The first round of shifting production would involve handsets, earphones and smartwatches, as Apple aims to gradually increase manufacturing outside of China due to intensifying geopolitical tensions, Yuanta said in a research note.
Photo: Ann Wang, Reuters
The production of iPhones, which requires highly skilled labor, would be shifted to India, while the production of other products would be moved to Vietnam and Thailand, it said.
“We expect the assembly share of AirPods, Apple Watches, iPads, iPhones and MacBooks in non-China regions to rise from 40 percent, 0 percent, 3 percent, 3 percent and 0 percent in 2022 to 70 percent, 25 percent, 25 percent, 20 percent and 10 percent in 2025 respectively,” Yuanta said.

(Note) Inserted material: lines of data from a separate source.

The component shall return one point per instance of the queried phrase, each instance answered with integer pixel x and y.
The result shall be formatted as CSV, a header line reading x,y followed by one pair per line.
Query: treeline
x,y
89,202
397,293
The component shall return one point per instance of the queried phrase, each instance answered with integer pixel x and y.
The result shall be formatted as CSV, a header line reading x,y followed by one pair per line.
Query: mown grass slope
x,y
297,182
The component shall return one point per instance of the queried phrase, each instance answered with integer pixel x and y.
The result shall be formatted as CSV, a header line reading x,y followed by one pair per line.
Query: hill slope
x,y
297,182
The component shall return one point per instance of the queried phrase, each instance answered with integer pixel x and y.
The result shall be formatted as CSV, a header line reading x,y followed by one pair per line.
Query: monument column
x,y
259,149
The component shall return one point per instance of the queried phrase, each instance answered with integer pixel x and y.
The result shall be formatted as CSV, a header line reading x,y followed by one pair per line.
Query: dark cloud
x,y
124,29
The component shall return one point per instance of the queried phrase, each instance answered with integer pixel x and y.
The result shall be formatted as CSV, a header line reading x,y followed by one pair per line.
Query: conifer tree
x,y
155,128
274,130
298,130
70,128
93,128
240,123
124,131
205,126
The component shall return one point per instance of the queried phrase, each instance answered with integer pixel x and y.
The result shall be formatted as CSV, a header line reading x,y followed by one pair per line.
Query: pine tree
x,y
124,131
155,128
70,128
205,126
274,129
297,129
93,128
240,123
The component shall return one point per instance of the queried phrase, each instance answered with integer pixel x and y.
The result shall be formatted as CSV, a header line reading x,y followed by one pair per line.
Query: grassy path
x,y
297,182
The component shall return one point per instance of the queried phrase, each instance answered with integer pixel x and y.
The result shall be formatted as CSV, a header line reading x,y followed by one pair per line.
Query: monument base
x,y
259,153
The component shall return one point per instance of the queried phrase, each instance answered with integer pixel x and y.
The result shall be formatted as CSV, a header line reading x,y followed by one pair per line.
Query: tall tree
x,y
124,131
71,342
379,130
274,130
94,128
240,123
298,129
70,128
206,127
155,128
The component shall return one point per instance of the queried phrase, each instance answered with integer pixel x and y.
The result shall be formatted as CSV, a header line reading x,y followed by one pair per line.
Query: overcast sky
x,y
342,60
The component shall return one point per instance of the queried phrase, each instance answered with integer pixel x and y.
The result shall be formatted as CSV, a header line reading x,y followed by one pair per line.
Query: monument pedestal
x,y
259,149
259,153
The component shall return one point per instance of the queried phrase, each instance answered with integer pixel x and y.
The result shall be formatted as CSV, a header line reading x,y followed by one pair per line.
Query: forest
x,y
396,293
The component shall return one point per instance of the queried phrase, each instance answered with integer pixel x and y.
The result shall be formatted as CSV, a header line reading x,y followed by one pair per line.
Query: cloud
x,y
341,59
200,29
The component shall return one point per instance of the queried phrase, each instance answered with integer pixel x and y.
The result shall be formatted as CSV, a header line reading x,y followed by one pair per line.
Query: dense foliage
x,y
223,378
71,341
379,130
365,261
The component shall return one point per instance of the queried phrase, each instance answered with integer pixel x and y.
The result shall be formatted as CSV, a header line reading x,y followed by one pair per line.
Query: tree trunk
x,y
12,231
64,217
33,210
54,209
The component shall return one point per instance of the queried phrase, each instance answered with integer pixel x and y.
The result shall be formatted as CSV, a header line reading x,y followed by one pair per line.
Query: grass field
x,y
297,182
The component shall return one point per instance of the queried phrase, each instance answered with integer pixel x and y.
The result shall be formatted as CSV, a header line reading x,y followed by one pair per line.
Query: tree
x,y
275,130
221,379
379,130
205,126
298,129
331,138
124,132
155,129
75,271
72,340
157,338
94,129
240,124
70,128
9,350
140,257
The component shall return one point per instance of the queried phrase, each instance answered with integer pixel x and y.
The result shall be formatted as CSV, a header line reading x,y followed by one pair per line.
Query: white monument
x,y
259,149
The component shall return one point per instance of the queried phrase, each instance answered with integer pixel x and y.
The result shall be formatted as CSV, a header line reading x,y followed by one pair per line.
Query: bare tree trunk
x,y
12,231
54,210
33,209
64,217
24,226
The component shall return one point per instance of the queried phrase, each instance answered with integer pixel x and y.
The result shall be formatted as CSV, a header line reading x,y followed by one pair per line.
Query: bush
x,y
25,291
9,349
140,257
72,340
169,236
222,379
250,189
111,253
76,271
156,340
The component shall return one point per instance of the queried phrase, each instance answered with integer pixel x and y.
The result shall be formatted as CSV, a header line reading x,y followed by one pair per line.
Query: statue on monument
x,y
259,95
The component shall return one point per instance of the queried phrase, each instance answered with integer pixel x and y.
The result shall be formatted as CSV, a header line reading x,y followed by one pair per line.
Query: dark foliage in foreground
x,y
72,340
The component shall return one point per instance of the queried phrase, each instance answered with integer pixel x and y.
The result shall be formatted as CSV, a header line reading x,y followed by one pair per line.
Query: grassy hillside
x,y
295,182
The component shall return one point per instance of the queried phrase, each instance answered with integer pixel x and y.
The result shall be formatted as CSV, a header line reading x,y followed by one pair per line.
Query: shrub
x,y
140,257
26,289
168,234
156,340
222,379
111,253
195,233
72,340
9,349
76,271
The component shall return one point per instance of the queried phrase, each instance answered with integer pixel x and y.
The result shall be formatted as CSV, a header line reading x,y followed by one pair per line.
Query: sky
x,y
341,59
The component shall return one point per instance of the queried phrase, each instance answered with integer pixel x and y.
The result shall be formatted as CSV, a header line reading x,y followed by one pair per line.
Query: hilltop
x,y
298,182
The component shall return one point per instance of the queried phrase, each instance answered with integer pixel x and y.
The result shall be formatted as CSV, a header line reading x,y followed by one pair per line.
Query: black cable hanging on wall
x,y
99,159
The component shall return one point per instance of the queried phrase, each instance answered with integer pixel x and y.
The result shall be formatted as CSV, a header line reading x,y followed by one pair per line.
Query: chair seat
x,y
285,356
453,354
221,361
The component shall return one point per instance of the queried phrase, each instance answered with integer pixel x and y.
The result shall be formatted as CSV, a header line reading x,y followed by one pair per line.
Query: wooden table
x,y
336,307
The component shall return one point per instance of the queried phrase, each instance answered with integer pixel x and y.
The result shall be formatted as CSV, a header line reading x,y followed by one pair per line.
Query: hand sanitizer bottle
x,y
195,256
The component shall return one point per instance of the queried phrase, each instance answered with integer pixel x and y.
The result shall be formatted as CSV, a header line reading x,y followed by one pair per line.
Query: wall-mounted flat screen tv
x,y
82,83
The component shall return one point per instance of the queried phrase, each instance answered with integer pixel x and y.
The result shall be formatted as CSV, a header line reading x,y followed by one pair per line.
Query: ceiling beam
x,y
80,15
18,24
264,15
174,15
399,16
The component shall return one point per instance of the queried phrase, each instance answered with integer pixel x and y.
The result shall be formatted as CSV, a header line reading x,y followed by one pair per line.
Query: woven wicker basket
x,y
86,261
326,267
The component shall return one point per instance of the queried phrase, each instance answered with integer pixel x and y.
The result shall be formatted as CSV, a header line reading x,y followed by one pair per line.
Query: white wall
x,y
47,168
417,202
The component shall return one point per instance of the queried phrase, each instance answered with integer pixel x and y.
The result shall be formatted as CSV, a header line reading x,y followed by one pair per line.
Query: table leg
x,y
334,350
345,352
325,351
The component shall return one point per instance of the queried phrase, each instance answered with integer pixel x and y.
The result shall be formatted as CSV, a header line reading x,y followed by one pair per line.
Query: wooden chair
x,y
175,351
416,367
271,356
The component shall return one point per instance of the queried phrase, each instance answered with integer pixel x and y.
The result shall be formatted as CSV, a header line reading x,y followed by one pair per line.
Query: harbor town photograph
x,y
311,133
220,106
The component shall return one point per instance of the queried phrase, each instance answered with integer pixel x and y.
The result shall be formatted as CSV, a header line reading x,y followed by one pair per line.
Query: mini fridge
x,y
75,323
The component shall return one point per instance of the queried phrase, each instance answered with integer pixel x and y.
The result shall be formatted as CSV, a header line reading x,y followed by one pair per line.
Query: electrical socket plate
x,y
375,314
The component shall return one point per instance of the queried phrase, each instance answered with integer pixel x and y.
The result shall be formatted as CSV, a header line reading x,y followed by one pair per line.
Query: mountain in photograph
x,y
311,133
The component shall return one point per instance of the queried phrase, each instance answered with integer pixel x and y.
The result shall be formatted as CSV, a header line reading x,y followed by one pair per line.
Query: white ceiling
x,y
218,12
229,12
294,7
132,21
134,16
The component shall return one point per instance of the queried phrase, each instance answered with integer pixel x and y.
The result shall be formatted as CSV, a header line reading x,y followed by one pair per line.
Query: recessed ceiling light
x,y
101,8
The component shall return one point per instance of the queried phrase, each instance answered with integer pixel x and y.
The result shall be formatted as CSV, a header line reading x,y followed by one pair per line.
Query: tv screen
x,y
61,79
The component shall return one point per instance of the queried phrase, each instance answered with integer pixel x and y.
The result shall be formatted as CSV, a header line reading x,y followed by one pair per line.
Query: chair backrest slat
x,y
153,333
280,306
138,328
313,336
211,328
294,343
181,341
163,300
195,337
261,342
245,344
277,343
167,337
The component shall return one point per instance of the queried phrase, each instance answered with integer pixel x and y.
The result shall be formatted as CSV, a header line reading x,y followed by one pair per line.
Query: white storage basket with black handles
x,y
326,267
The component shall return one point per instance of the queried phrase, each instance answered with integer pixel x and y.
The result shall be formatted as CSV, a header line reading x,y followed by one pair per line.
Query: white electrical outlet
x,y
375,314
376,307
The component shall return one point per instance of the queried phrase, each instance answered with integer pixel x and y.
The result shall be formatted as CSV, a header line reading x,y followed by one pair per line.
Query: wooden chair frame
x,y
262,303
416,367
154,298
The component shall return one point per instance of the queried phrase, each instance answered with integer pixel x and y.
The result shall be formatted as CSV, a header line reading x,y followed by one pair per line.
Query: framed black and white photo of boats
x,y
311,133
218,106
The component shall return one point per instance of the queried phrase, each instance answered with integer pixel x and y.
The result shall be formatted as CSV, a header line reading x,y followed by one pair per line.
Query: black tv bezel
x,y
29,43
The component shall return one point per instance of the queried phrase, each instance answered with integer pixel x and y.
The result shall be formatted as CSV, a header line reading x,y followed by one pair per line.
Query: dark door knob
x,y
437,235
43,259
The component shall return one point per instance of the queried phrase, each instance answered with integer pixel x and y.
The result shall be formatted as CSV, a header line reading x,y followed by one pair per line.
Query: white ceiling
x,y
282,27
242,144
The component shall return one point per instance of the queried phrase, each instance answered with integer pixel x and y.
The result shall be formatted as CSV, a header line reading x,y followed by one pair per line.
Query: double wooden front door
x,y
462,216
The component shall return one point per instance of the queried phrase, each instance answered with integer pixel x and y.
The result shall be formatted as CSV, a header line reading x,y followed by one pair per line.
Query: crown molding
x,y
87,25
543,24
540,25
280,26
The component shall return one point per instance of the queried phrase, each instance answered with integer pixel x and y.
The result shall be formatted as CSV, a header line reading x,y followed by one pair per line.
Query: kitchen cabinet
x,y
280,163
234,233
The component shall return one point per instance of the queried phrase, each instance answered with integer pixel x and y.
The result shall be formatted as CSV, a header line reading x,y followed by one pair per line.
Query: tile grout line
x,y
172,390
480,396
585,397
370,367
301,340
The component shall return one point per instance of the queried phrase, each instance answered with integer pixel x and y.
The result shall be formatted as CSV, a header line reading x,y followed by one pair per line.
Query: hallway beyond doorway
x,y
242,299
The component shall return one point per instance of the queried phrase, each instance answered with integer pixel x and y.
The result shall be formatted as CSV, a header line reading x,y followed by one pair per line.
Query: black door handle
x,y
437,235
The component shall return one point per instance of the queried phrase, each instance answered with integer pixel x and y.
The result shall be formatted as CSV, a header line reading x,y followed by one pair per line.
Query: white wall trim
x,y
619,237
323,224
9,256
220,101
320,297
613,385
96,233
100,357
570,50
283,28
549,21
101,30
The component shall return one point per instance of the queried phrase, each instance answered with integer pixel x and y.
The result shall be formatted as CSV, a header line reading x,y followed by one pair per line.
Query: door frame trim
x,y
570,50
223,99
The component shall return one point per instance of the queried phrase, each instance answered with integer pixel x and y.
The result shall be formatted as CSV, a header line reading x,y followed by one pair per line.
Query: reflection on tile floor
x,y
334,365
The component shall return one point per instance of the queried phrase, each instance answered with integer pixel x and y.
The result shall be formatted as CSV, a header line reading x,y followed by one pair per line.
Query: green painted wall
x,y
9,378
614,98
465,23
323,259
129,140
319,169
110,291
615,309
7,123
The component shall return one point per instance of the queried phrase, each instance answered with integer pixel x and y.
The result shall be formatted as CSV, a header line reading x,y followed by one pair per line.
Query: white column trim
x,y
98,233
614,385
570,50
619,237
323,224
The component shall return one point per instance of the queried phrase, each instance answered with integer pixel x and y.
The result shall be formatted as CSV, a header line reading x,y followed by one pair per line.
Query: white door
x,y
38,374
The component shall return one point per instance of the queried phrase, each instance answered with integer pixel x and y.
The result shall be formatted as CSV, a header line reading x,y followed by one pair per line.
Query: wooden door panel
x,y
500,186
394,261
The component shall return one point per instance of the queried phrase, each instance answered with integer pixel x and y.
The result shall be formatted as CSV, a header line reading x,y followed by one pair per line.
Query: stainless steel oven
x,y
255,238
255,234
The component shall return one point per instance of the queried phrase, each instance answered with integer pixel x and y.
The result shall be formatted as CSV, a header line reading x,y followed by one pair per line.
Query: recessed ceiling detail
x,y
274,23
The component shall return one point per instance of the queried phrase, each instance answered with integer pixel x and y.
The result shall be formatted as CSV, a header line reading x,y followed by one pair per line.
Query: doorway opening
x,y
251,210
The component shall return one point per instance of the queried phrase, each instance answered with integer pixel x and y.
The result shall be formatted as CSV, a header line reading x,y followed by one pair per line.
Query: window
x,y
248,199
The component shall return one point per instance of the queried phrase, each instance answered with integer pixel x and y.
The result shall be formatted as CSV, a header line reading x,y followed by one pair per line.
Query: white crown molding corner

Major assemblers of Apple products include Hon Hai Precision Industry Co (鴻海精密), Pegatron Corp (和碩), Wistron Corp (緯創), Luxshare Precision Industry Co (立訊精密) and Tata Group for phones; Hon Hai, Compal Electronics Inc (仁寶電腦), Kinpo Group (金仁寶集團) and BYD Co (比亞迪) for iPads; and Quanta Computer Inc (廣達電腦), Hon Hai and Wingtech Technology Co (聞泰科技) for MacBooks.
Hon Hai, Luxshare, Compal and Kinpo are also responsible for Apple Watch assembly, while Luxshare and GoerTek Inc (歌爾聲學) are major AirPod suppliers, Yuanta said.
Apple’s component suppliers have yet to start plans to move production away from China, as the world’s second-largest economy remains an important market for the electronics industry.
That has led electronics assemblers to tentatively source components via imports, but this is expected to cause assemblers’ production costs to rise 10 to 20 percent as they move away from China, the note said.
Yuanta identified India as a battlefield for iPhone production, as assemblers speed up migration from China to the world’s second-most populous nation, which is offering generous subsidies for electronics makers.
Taiwan's Hon Hai, Pegatron and Wistron have set up plants in India.
For those electronics makers, the costs of importing expensive components could be partially offset by India’s cheaper land and labor costs, compared with China, Yuanta said.
However, the companies’ plants in India are still expected to see 5 to 10 percent increase in operating costs, compared with increases of 10 to 20 percent in Thailand and 5 to 10 percent in Vietnam, Yuanta added.
“In the long term, the capacity from India plants will contribute 40-45 percent of total Apple shipments, mainly supplying North America and India.” Yuanta said. “If domestic market demand grows strongly in India, iPhone shipments could also return to setting new highs.”
India accounts for just 3 percent of global iPhone consumption, far behind major markets such as the US, Europe, Japan and China, it added.